6. En statuant ainsi, par des motifs tirés de l'absence de continuité des symptômes et soins, impropres à écarter la présomption d'imputabilité à l'accident du travail des soins et arrêts de travail litigieux, la cour d'appel, qui a inversé la charge de la preuve, a violé les textes susvisés.

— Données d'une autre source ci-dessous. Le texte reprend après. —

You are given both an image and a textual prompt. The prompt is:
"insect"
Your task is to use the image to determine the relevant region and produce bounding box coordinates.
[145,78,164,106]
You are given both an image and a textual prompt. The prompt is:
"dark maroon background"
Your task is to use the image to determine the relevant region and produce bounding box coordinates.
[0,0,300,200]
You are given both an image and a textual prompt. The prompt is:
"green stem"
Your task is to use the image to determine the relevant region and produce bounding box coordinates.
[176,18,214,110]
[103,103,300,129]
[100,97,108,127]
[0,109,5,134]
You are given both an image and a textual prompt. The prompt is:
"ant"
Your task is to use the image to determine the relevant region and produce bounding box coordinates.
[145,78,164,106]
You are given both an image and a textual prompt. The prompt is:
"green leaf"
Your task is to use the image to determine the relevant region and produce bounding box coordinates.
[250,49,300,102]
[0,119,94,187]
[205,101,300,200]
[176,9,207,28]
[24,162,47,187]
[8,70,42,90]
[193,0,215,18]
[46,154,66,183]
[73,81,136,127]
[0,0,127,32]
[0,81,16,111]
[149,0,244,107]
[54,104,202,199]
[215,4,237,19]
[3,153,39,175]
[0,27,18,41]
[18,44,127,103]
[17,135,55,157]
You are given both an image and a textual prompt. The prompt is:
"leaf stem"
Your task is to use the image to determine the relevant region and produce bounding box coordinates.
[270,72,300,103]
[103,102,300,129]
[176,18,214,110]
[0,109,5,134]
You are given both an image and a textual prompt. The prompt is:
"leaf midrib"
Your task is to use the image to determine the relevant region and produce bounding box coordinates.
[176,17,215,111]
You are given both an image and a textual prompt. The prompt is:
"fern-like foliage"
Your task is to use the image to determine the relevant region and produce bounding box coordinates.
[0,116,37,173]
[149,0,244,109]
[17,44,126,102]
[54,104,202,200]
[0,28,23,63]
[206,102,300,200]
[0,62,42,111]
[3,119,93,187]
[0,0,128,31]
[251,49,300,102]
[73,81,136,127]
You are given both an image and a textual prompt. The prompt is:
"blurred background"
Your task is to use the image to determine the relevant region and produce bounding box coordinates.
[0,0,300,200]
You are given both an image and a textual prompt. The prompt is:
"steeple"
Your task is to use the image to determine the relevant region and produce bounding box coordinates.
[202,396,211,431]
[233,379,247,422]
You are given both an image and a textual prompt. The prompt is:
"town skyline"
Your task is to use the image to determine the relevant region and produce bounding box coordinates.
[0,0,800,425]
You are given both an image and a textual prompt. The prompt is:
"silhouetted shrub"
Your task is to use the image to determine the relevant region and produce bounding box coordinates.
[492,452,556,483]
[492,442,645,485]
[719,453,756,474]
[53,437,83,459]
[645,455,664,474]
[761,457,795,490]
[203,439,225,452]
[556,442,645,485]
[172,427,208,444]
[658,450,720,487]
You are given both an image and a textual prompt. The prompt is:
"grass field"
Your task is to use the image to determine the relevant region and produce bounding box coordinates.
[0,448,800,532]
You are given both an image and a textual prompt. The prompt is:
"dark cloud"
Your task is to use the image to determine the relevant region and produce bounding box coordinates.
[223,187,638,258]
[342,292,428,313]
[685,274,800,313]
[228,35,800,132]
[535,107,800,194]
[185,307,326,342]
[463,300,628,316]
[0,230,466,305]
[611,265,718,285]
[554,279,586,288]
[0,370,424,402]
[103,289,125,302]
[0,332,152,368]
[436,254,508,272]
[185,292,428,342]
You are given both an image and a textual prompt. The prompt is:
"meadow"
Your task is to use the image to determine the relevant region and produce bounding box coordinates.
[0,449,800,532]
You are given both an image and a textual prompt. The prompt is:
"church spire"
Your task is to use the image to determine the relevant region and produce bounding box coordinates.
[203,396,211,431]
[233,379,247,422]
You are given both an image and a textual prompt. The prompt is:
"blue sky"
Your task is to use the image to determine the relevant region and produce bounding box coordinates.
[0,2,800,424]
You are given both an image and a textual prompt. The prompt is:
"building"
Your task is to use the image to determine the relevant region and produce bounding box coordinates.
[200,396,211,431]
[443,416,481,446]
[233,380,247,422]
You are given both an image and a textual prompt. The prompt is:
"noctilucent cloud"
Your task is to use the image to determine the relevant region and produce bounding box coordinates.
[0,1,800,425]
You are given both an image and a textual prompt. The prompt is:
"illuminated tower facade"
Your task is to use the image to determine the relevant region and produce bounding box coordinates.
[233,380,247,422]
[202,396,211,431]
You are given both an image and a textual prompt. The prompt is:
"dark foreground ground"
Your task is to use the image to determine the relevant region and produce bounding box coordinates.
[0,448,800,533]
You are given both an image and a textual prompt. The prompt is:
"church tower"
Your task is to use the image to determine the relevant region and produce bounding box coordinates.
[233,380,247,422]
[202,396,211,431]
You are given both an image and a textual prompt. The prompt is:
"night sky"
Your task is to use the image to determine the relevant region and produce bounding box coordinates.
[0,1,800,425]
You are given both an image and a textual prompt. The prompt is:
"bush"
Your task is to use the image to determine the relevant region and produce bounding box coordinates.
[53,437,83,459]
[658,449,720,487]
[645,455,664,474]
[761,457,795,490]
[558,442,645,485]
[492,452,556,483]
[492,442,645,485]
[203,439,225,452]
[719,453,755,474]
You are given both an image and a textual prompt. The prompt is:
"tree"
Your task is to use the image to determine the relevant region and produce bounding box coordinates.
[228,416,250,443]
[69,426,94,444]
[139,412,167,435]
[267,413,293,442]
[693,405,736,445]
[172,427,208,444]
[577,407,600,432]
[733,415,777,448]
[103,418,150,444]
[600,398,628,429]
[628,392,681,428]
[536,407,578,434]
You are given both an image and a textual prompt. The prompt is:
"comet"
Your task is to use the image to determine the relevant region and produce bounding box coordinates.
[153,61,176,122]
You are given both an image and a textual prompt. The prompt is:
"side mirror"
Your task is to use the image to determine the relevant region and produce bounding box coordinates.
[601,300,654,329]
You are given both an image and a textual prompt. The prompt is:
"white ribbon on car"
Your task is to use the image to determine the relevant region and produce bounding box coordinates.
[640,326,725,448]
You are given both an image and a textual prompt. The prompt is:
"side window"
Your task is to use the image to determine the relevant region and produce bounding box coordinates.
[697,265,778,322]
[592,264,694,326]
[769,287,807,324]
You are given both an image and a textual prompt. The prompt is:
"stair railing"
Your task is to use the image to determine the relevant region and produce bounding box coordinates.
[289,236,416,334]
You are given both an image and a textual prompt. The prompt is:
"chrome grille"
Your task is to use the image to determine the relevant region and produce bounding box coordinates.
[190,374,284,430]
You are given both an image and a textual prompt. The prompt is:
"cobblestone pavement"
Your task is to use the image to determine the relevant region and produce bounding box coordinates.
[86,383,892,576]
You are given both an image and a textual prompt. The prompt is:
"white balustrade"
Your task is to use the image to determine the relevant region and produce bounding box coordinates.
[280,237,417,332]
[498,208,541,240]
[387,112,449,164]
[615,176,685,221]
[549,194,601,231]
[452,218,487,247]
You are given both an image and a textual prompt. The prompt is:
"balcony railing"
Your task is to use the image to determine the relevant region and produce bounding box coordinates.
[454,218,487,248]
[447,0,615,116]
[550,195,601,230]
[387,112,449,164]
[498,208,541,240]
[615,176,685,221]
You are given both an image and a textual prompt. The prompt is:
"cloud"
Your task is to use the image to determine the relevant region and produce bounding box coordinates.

PAR CES MOTIFS, et sans qu'il y ait lieu de statuer sur l'autre grief du pourvoi, la Cour :
CASSE ET ANNULE, sauf en ce qu'il déclare recevable l'appel de la société [3], confirme le jugement en ce qu'il a déclaré celle-ci recevable en son recours, et déclare opposables à la société [3] les arrêts de travail et soins prescrits à M. [T] du 16 mars 2018 au 29 juillet 2018 au titre de l'accident du travail du 15 mars 2018, l'arrêt rendu le 15 avril 2022, entre les parties, par la cour d'appel de Paris ;
Remet, sauf sur ces points, l'affaire et les parties dans l'état où elles se trouvaient avant cet arrêt et les renvoie devant la cour d'appel de Paris, autrement composée ;
Condamne la société [3] aux dépens ;
En application de l'article 700 du code de procédure civile, rejette la demande formée par la société [3] et la condamne à payer à la caisse primaire d'assurance maladie de Meurthe-et-Moselle la somme de 3 000 euros ;
Dit que sur les diligences du procureur général près la Cour de cassation, le présent arrêt sera transmis pour être transcrit en marge ou à la suite de l'arrêt partiellement cassé ;
Ainsi fait et jugé par la Cour de cassation, deuxième chambre civile, et prononcé par le président en son audience publique du vingt-sept juin deux mille vingt-quatre.